The Challenge of Microwave Photonics

Next generation signal processing is required for improved data rates in telecommunication networks. Microwave photonics (MWP) attempts to address this limit by combining radio-frequency engineering with opto-electronics, with integrated photonics being a particularly popular approach for its implementation. The integrated microwave photonics field faces a two-front challenge: on one end, it must implement signal processing functions that typically require sizeable devices on very small chips. This integration is meant to reduce infrastructure size, weight, power usage, and cost. On the other end, it must preform those functions within contemporary communication network standards, such as low noise figures. The more functions are integrated on a single chip, the lower the size, weight, power usage, and cost of the network infrastructure. Simultaneously, the harder it is to keep the signal pure: each function requires its own set of structures and features on the chip, which add reflections, dissipation, and other sources of error, to say nothing of its fabrication complexity and reliability.

Integration Breakthrough

The typical approach thus far has been, for example, to implement modulation of wave phase and amplitude on one photonic chip containing a circuit designed for that function, while another chip might act as a notch filter for that modulated output of the first.
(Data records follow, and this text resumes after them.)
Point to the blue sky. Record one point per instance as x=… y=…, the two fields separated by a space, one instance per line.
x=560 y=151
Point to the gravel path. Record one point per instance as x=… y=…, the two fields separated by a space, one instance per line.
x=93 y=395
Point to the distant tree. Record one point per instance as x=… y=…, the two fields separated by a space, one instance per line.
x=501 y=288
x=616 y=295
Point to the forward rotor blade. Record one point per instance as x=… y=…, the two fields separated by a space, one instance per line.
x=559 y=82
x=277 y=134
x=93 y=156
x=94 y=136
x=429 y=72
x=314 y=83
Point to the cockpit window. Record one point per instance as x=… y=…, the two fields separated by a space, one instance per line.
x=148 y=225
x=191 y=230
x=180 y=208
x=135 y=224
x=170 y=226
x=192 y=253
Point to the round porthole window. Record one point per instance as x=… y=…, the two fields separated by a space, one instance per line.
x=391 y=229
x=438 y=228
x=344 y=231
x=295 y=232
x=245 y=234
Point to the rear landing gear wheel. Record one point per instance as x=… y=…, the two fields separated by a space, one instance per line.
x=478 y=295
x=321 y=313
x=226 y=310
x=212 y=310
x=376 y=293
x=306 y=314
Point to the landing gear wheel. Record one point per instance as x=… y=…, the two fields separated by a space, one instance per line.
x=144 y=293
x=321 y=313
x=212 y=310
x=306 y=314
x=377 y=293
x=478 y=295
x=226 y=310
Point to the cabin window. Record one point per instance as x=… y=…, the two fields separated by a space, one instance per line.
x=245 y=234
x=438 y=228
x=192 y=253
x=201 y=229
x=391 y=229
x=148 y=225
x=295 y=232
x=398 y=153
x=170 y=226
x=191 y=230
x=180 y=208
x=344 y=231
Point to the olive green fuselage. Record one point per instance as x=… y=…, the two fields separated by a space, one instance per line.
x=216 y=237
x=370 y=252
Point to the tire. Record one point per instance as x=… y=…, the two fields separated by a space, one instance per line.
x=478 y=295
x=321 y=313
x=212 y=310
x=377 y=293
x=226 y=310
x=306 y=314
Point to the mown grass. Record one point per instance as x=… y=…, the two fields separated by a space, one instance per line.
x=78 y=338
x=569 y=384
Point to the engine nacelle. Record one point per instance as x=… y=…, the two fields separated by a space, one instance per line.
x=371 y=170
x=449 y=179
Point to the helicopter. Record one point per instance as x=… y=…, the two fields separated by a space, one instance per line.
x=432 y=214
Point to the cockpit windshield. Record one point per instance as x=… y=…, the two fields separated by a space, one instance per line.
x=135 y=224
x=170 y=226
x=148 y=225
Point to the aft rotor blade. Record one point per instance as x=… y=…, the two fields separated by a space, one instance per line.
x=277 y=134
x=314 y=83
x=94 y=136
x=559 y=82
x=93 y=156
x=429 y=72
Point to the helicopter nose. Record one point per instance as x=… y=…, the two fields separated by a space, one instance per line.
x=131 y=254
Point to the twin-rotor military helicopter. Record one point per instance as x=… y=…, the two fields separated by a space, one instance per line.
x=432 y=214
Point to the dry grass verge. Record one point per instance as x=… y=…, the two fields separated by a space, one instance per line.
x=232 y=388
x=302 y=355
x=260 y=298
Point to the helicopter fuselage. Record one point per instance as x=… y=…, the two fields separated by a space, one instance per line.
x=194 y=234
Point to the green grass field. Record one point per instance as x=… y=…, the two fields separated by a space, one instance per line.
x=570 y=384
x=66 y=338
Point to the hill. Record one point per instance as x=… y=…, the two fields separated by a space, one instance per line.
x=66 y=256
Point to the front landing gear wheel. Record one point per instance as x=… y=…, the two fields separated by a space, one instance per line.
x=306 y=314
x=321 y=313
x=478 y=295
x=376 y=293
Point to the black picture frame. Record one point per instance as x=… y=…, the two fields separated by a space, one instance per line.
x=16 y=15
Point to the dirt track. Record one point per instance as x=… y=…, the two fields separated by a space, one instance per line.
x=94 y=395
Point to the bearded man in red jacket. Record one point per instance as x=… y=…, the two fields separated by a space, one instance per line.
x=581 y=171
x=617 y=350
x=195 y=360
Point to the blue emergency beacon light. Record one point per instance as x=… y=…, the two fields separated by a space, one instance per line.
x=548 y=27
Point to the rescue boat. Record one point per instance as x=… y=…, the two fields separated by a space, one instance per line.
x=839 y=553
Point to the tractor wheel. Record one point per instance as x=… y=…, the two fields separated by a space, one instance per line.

Single chip implementation of all these functions at a workable noise figure was the always a task for future research. This week, the Nonlinear Nanophotonics group of the University of Twente published a paper in Nature Communications showing how they implemented exactly such a chip [1].

The chip was integrated on our ultra-low loss silicon nitride platform, TriPleX®. It is composed of two main sections: a universal signal modulator, and a universal filter. The modulator utilises a clever combination of a sophisticated asymmetric Mach-Zehnder interferometer, a tunable attenuator, and a phase shifter, which allows for intensity-to-phase as well as phase-to-intensity modulation at impressive extinction figures. The filter was implemented via a versatile double-injection ring resonator programmable for the execution of notch, bandpass, Fano-like, and all-pass filtering, all at narrow linewidths around 400 MHz and 20 GHz free spectral range. Using the asymmetric double stripe TriPleX® geometry, propagation losses in the circuit were kept to a minimum of 0.1 dB/cm, with 1.1 dB/facet losses at the fiber-to-chip interface. This work constitutes the first time that simultaneous RF notch filtering and linearization were demonstrated on the same chip, allowing for a record-high spurious-free dynamic range of 123 dB.Hz4/5.

This was the brilliant doctoral work of Okky Daulay, under the supervision of David Marpaung. With our advice and experience with TriPleX® manufacturing and design, the research culminated in a single photonic chip capable of programmable optical signal modulation and filtering at an ultra-high dynamic range of more than 120 dB.Hz and a 15 dB noise figure. These are ground-breaking results in the MWP world, a feat that is fast becoming NPLP’s in-house speciality. We look forward to sharing more of the exciting results of our collaboration in 2023!

Reference

[1] O. Daulay et al., ‘Ultrahigh dynamic range and low noise figure programmable integrated microwave photonic filter’, Nat. Commun., vol. 13, no. 1, Art. no. 1, Dec. 2022, doi: 10.1038/s41467-022-35485-x.